The ancient csestriim are back to finish their purge of humanity; armies march against the capital; leaches, solitary beings who draw power from the natural world to fuel their extraordinary abilities, maneuver on all sides to affect the outcome of the war; and capricious gods walk the earth in human guise with agendas of their own.

But the three imperial siblings at the heart of it all–Valyn, Adare, and Kaden–come to understand that even if they survive the holocaust unleashed on their world, there may be no reconciling their conflicting visions of the future.

My thoughts

The Last Mortal Bond is one hell of an ending and easily my favorite book in the series. I’ve been a huge fan of The Chronicles of the Unhewn Throne right from the start, but it only got better with each book up to this amazing finale, that still has me reeling, trying to cope with all the feels.

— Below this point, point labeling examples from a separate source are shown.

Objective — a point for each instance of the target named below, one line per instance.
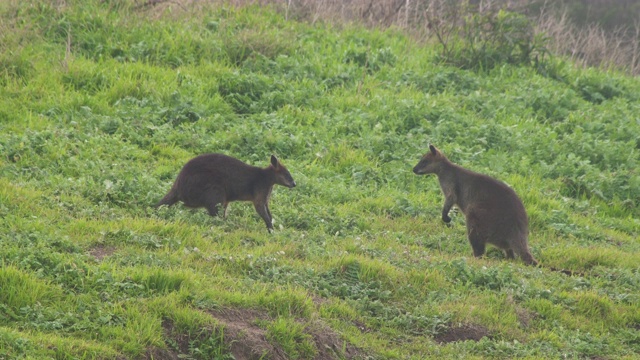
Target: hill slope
(102, 103)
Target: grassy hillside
(102, 102)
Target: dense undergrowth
(101, 103)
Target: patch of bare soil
(462, 333)
(524, 316)
(248, 341)
(181, 341)
(99, 251)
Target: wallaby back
(494, 213)
(213, 180)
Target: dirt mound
(248, 341)
(462, 333)
(99, 251)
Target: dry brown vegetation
(443, 20)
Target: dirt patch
(161, 354)
(330, 345)
(99, 251)
(361, 326)
(524, 316)
(462, 333)
(181, 341)
(248, 341)
(244, 337)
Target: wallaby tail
(169, 199)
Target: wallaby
(494, 213)
(211, 180)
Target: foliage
(102, 102)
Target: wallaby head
(282, 175)
(431, 162)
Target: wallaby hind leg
(477, 235)
(169, 199)
(213, 202)
(263, 211)
(528, 259)
(509, 254)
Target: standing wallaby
(494, 213)
(211, 180)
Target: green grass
(90, 139)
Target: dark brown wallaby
(212, 180)
(494, 213)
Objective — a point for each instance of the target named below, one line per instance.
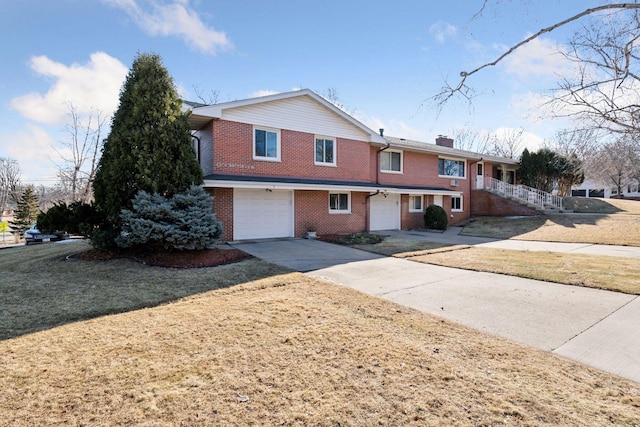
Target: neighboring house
(592, 188)
(284, 164)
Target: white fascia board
(323, 187)
(215, 111)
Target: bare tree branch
(461, 88)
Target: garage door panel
(260, 214)
(385, 212)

One of the reasons (and the most crucial one) why I love this series so much are the characters. Brian Staveley knows how to write not only fleshed out characters that couldn’t feel more real, but also how to let them grow and change. The character growth you see in this series is phenomenal. I’ve rarely seen characters changing and being changed by different events in such drastic ways while staying true to who they are but also becoming more. The Last Mortal Bond took my favorite characters to places I didn’t see coming and it was fascinating to watch what they would make of those.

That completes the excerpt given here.